Editorial de "Drogue danger débat" qui, paradoxalement, soutient la prohibition, tout en en déplorant les effets :
"Le marché mondial de la drogue représente un chiffre daffaires de 1000 milliards de dollars par an. Une manne pour les trafiquants, les financiers internationaux et certains Etats.
Les dealers semblent mettre un soin particulier à obéir strictement aux scénarios racontés dans les écoles de police. Ceux qui prospéraient à l'abri des murs de la cité Saint-Blaise, dans le XXe arrondissement de Paris respectaient à la lettre toutes les étapes. Ils volaient des voitures, grosses cylindrées de préférence, et les maquillaient en banlieue, dans une cité amie. Ils portaient sur eux un minimum de cinq téléphones portables, dont ils changeaient le plus souvent possible, ainsi que des armes de poing. Une fois par semaine, ils partaient en convoi jusqu'à Amsterdam, où ils faisaient leurs provisions de cachets d'ecstasy, de cannabis, de skunk (une marijuana néerlandaise) et de cocaïne, auprès de compatriotes installés aux Pays-Bas - ils investissaient à chaque voyage près de 2 millions d'euros. Ils revenaient dans leur cité, surveillée comme il se devait par des mineurs en mal d'argent de poche. La drogue était entreposée une nuit dans les parkings souterrains ou des appartements. Le lendemain, elle était acheminée jusqu'aux clients, dans les cités de Mantes-la-Jolie, Nanterre et Bobigny, tandis que les voitures étaient soigneusement brûlées.
Seulement voilà, les Stups ont attaqué en plein été, comme dans les films. Une fois n'est pas coutume, ils ont commencé leur enquête au bas de l'échelle, en surprenant une minuscule transaction du côté d'Aubervilliers. Au terme de sept mois de surveillance, ils ont sauté sur la marchandise au petit matin, quelques heures après l'arrivée du convoi. Entre-temps, les flics avaient appris à décoder le langage mis au point parles dealers pour parler business. Quand ils entendaient l'un d'eux annoncer au téléphone : « Mon pote a grandi il mesure 1,90 m » ils comprenaient: « J'ai 1 kg de cocaine, je te le vends 190000 F» Ils avaient finalement identifié une trentaine de personnes, ayant toutes à peu près le même profil : le RMI pour seul revenu officiel, aucun signe extérieur de richesse.

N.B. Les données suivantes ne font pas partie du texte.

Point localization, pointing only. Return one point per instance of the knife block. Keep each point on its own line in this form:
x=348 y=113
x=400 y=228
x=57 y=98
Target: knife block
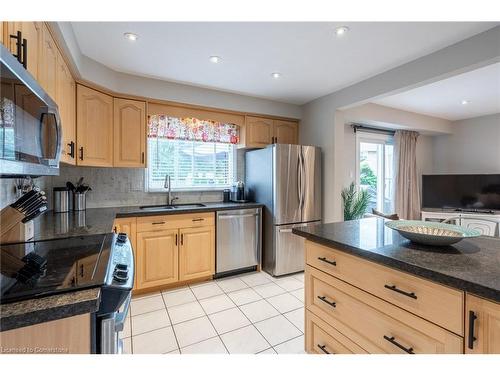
x=20 y=232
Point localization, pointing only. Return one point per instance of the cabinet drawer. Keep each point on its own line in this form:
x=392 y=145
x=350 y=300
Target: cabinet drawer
x=154 y=223
x=323 y=339
x=434 y=302
x=373 y=324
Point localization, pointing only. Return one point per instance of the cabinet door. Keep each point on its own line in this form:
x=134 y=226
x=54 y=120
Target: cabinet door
x=285 y=132
x=196 y=253
x=157 y=258
x=65 y=99
x=482 y=325
x=48 y=64
x=33 y=33
x=258 y=131
x=94 y=119
x=129 y=133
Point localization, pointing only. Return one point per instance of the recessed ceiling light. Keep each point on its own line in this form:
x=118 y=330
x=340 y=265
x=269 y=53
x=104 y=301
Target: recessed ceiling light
x=341 y=30
x=131 y=36
x=215 y=59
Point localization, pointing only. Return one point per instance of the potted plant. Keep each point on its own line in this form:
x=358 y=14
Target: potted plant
x=354 y=202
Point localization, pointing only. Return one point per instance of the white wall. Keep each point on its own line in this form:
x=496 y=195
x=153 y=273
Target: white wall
x=324 y=130
x=474 y=147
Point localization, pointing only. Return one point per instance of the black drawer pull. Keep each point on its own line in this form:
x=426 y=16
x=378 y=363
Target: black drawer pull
x=323 y=349
x=323 y=298
x=393 y=341
x=471 y=339
x=394 y=289
x=332 y=262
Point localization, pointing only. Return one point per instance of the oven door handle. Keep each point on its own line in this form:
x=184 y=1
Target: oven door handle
x=121 y=316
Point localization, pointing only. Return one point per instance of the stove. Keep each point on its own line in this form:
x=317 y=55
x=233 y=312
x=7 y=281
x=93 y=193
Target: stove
x=43 y=268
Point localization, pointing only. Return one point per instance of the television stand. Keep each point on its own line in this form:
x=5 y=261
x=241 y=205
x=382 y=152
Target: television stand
x=486 y=222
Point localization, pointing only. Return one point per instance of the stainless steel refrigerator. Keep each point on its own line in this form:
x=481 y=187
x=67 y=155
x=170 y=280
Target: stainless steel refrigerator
x=287 y=180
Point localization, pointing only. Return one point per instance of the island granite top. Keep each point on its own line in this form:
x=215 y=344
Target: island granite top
x=25 y=313
x=471 y=265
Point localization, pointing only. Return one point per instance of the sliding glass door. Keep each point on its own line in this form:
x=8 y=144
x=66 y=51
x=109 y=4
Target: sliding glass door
x=375 y=169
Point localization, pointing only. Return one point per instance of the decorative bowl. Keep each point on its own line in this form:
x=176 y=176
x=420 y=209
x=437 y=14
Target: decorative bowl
x=431 y=233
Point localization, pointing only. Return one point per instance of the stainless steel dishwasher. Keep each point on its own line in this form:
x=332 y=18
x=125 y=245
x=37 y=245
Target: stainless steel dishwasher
x=238 y=240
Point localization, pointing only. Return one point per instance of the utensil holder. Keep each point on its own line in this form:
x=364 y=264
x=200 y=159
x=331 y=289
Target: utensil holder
x=79 y=201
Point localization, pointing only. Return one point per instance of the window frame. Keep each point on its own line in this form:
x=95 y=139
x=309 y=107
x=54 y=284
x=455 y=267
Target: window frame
x=377 y=138
x=232 y=177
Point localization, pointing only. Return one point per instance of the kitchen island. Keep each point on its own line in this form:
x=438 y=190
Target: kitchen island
x=369 y=290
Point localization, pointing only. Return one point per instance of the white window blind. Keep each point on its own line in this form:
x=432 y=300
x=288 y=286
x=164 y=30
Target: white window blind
x=191 y=165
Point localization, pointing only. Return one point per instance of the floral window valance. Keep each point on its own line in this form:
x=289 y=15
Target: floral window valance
x=192 y=129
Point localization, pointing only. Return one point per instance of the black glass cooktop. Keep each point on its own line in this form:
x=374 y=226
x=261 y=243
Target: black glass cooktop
x=37 y=269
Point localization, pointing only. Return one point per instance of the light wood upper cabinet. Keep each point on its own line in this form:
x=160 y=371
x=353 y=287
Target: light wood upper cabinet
x=48 y=64
x=482 y=325
x=66 y=101
x=94 y=119
x=258 y=131
x=157 y=258
x=129 y=133
x=33 y=33
x=285 y=132
x=261 y=132
x=196 y=252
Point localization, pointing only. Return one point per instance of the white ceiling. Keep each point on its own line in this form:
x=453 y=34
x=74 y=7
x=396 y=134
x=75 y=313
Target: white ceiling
x=443 y=99
x=313 y=61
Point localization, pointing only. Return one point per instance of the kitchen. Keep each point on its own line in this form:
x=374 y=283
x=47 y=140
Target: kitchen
x=144 y=213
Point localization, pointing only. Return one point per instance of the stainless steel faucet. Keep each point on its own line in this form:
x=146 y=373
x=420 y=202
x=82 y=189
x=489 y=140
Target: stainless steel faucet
x=167 y=185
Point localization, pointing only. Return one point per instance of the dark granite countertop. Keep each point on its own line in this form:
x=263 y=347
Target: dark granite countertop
x=100 y=220
x=472 y=265
x=24 y=313
x=90 y=222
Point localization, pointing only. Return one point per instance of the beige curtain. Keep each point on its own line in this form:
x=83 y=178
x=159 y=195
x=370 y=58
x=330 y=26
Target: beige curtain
x=407 y=197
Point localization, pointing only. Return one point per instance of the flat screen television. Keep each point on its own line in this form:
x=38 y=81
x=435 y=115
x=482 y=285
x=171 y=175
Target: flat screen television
x=461 y=191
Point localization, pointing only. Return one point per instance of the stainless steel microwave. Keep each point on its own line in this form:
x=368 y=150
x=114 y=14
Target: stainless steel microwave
x=30 y=129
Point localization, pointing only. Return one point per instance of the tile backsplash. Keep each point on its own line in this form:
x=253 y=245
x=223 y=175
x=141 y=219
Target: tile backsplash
x=116 y=186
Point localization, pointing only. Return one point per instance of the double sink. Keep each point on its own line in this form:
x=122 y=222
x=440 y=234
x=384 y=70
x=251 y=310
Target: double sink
x=160 y=207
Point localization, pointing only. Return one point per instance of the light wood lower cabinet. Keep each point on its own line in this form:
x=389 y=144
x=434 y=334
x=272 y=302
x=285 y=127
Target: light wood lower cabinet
x=63 y=336
x=482 y=326
x=157 y=258
x=196 y=253
x=174 y=248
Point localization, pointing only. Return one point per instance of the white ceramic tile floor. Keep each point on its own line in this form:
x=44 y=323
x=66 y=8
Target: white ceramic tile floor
x=249 y=313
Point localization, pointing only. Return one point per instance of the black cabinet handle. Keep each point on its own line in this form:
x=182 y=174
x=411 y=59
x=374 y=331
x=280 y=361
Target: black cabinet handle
x=323 y=349
x=393 y=341
x=71 y=149
x=323 y=298
x=394 y=289
x=472 y=319
x=331 y=262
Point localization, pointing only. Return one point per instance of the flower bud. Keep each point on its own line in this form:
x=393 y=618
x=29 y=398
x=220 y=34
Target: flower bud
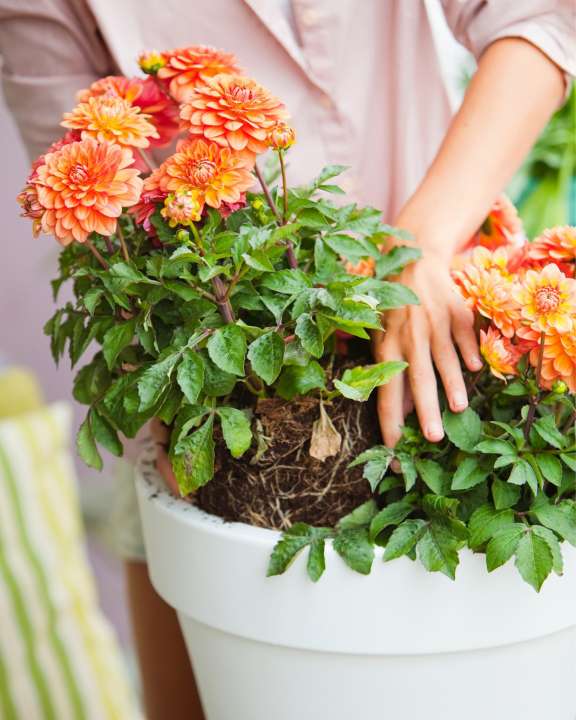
x=281 y=136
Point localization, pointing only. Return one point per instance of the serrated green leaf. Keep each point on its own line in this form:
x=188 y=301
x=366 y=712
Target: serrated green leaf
x=469 y=473
x=227 y=349
x=404 y=539
x=355 y=548
x=463 y=429
x=86 y=446
x=534 y=559
x=236 y=430
x=266 y=355
x=193 y=463
x=190 y=375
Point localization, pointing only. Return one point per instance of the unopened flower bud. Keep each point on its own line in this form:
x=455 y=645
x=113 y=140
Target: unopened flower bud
x=281 y=136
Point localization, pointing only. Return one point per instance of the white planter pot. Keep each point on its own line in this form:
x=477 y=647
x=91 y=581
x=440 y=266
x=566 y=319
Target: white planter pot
x=400 y=643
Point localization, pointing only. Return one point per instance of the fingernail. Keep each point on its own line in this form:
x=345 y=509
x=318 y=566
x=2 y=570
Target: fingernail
x=434 y=432
x=459 y=401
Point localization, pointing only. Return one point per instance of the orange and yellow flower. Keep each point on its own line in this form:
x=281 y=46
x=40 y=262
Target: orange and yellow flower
x=185 y=68
x=489 y=293
x=107 y=118
x=217 y=173
x=145 y=94
x=233 y=111
x=183 y=208
x=501 y=356
x=84 y=187
x=547 y=299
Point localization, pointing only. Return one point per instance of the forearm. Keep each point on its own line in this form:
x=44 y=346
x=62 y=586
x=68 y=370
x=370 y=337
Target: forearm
x=511 y=97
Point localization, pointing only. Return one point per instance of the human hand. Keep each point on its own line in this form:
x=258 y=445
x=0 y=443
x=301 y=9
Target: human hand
x=426 y=336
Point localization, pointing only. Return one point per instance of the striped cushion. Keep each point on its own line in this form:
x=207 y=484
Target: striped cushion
x=58 y=657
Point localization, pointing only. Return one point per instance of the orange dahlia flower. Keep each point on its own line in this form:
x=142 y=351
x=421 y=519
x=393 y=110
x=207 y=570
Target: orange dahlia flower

Seule ombre au tableau au lendemain de l'intervention, fin juillet : le chef du réseau, âgé de 36 ans et connu des services de police pour divers braquages et escroqueries, il a réussi à prendre la fuite par les balcons. Comme ses «associés », il investissait l'essentiel de ses bénéfices au Maroc, pays de ses ancêtres. Le seul luxe qu'il se permettait, c'était les voyages, destination les Antilles, la Thailande ou les Etats-Unis. Le marché de la drogue se porte bien, cette affaire est là pour le rappeler. La came, sous toutes ses formes, est devenue le nerf de cette économie parallèle qui s'est développée dans les quartiers à l'abandon.
Avec près de 6 millions de consommateurs en France, le cannabis est de loin la drogue la plus « populaire ». La multiplication des saisies semble tout juste freiner les arrivages. Le seul département des Hauts-de-Seine absorberait chaque semaine à lui tout seul 1 t. de cannabis (3 t. Pour toute l'Ile-de-France). « Ce pactole a favorisé l'émergence d'une mafia à la française, avec ses territoires protégés et ses familles, qui sont le plus souvent la cellule de base du trafic», commente un magistrat. La manne est, par ailleurs, inépuisable, la production de cannabis ne cessant d'augmenter au Maroc, principal fournisseur, avec plus de 100000 ha officiellement cultivés près du double en réalité, avec deux ou trois récoltes par an.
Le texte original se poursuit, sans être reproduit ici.